Die Geschichte der Neuronalen Netze beginnt bereits 1942 mit grundlegenden Arbeiten. Die Einführung eines individuellen Lernkonzeptes legte den Grundstein für die Entwicklung neuronaler Lernverfahren. Die ersten Neurocomputer zur einfachen Mustererkennung entstanden in den 1960er Jahren. Nach mehreren Aufs und Abs und kontinuierlicher Weiterentwicklung haben die Neuronalen Netze durch die stetig wachsende Rechenleistung in den letzten 10 Jahren einen enormen Schub erfahren und unterstützen heute zahlreiche Anwendungen oder haben neue Anwendungen erst ermöglicht. Die heutige Produktion soll flexibel, vernetzt und nachhaltig sein. „Dinge“ sollen im Zeitalter von Industrie 4.0 intelligent, autonom und kollaborativ die Menschen unterstützen, Assistenzsysteme begleiten unseren Alltag.

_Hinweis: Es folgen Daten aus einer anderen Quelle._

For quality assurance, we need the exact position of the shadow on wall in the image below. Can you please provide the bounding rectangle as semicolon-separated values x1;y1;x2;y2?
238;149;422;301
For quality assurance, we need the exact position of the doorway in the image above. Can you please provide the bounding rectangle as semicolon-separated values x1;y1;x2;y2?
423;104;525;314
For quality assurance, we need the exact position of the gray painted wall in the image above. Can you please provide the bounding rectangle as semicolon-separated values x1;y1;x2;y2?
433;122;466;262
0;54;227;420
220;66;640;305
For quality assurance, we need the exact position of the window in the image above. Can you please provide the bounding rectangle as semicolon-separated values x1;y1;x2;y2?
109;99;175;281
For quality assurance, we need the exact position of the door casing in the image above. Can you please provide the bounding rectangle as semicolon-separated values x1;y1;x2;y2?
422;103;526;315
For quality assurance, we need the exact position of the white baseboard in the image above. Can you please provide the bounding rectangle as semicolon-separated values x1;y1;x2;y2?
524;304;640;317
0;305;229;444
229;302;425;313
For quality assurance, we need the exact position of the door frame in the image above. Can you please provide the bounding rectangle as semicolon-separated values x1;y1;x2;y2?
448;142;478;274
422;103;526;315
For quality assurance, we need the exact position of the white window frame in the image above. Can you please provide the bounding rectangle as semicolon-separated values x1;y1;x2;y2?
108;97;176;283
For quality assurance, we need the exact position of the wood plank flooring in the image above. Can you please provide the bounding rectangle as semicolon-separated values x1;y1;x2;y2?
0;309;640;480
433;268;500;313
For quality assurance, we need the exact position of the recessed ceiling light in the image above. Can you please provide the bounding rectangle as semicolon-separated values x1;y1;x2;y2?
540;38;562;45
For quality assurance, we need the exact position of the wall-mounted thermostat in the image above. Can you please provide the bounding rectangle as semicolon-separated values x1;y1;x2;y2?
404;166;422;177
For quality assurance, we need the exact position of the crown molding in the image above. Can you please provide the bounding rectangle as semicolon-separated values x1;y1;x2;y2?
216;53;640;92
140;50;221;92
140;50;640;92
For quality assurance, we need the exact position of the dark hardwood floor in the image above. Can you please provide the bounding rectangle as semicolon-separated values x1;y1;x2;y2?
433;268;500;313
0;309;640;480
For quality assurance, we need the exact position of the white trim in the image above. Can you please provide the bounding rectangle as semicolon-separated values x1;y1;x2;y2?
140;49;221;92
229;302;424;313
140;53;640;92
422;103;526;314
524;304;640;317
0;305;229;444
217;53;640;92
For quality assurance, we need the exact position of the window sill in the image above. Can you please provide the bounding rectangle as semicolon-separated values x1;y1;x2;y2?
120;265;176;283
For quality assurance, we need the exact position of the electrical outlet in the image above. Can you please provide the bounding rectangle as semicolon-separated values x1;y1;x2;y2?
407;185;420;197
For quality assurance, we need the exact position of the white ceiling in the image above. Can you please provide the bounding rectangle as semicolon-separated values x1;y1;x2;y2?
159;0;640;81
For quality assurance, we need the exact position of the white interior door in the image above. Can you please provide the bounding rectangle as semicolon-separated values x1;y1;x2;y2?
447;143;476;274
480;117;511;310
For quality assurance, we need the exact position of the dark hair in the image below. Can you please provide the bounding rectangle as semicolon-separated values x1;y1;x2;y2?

Um dieses zu leisten müssen unterschiedliche Sensoren die Umgebung wahrnehmen und leistungsfähige Hardware die Ergebnisse vorverarbeiten,  bewerten und handeln. Edge AI wertet die Daten direkt im Endgerät durch AI-Algorithmen aus, ein Datentransfer in die Cloud ist nicht mehr notwendig. Im Idealfall enthält der Sensor direkt eine AI-Unterstützung und wird damit zum intelligenten Sensor.

Was ist nun neuromorphe Hardware?

Neuromorphe Hardware überträgt Architekturen und Prinzipien der neuronalen Informationsverarbeitung im Gehirn auf (Silizium)-Chips. Die Referenz dabei ist meist das menschliche Gehirn. 100 Milliarden Nervenzellen und eine Billion Synapsen arbeiten dort dicht gepackt auf 1.3 kg äußerst effizient zusammen und das bei einem durchschnittlichen Leistungsverbrauch von 20 W. Neuromorphe Strukturen sind energieeffizient, lernfähig und robust gegenüber Störungen oder Ausfällen, alles Eigenschaften, die jeder auch in einem technischen System wiederfinden möchte.